Confisquée à la Révolution, la maison forte est vendue comme bien national en 1795 à Claude Girod, dont la famille la conserve jusqu’au XXe siècle. En 1920, elle est acquise par ses fermiers, puis en 1964 par Paul Feuga, industriel lyonnais descendant des Girod-Montfalcon, qui la restaure. Le monument, partiellement inscrit aux Monuments Historiques en 1969, se compose d’une enceinte quadrangulaire, d’un corps de logis du XVe siècle agrandi au XVIe, et d’une tourelle polygonale abritant un escalier à vis. Des communs, construits en 1607, complètent l’ensemble, entouré autrefois de vergers, vignes et une chapelle.

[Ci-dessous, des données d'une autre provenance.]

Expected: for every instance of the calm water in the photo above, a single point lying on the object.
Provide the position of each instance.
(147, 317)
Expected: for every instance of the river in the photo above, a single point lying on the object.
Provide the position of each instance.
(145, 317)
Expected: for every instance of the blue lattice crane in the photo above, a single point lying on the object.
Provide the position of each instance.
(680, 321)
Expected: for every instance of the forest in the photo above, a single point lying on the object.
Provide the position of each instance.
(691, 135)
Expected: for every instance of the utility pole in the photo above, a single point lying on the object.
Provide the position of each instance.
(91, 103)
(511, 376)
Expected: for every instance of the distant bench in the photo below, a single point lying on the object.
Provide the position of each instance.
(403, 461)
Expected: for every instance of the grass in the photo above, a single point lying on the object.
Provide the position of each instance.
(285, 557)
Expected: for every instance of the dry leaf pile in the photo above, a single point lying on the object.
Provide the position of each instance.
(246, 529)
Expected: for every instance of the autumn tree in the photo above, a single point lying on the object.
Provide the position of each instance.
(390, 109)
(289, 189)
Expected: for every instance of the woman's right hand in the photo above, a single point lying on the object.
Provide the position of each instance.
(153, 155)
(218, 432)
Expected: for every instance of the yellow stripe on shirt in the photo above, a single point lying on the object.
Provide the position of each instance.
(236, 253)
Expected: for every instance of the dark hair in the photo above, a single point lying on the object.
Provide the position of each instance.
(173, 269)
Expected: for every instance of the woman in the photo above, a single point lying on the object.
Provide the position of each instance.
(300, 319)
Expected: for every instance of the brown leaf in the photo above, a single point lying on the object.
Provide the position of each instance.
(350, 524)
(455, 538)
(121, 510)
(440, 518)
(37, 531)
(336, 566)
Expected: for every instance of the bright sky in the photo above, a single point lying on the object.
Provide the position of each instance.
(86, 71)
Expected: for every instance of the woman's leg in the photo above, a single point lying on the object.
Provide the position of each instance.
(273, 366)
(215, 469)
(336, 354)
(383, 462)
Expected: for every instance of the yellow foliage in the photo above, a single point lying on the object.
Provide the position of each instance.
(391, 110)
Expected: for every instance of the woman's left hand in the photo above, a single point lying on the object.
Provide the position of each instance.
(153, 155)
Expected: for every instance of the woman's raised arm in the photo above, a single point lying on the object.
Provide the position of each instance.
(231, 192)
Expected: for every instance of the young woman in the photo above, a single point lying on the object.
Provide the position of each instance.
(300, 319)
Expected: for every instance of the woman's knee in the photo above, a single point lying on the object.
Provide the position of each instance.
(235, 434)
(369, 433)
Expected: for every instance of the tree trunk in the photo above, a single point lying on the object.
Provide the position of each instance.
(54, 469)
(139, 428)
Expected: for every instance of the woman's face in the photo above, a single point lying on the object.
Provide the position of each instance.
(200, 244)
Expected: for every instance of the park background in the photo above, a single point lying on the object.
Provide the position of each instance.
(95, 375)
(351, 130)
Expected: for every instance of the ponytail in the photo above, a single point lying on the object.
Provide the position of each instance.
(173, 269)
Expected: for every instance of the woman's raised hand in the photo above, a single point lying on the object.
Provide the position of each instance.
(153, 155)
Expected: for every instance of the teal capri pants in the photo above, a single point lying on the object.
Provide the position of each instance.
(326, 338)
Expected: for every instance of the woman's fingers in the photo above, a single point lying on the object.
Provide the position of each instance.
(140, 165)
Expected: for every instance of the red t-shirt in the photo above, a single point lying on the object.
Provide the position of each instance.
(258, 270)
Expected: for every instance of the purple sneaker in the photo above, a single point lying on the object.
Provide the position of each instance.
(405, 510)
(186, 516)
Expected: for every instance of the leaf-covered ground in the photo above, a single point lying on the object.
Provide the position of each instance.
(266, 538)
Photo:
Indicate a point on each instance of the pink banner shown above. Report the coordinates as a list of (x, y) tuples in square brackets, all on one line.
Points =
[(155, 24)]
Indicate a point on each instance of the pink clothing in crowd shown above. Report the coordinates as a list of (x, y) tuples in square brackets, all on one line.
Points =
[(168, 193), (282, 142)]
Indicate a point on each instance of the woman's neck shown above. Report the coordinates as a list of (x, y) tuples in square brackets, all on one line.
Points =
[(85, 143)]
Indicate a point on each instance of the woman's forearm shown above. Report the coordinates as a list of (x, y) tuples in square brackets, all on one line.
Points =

Architecturalement, la maison forte allie défense et habitat : fenêtres à meneaux, ouvertures de tir en pierre de tuf, et toitures en tuiles plates régionales. La porte d’entrée, en arc brisé surbaissé, et la tourelle (remaniée en 1986) témoignent des adaptations successives. Le site illustre l’évolution des maisons fortes savoyardes, passant de lieu de pouvoir seigneurial à résidence rurale, tout en conservant des éléments militaires caractéristiques du Moyen Âge tardif.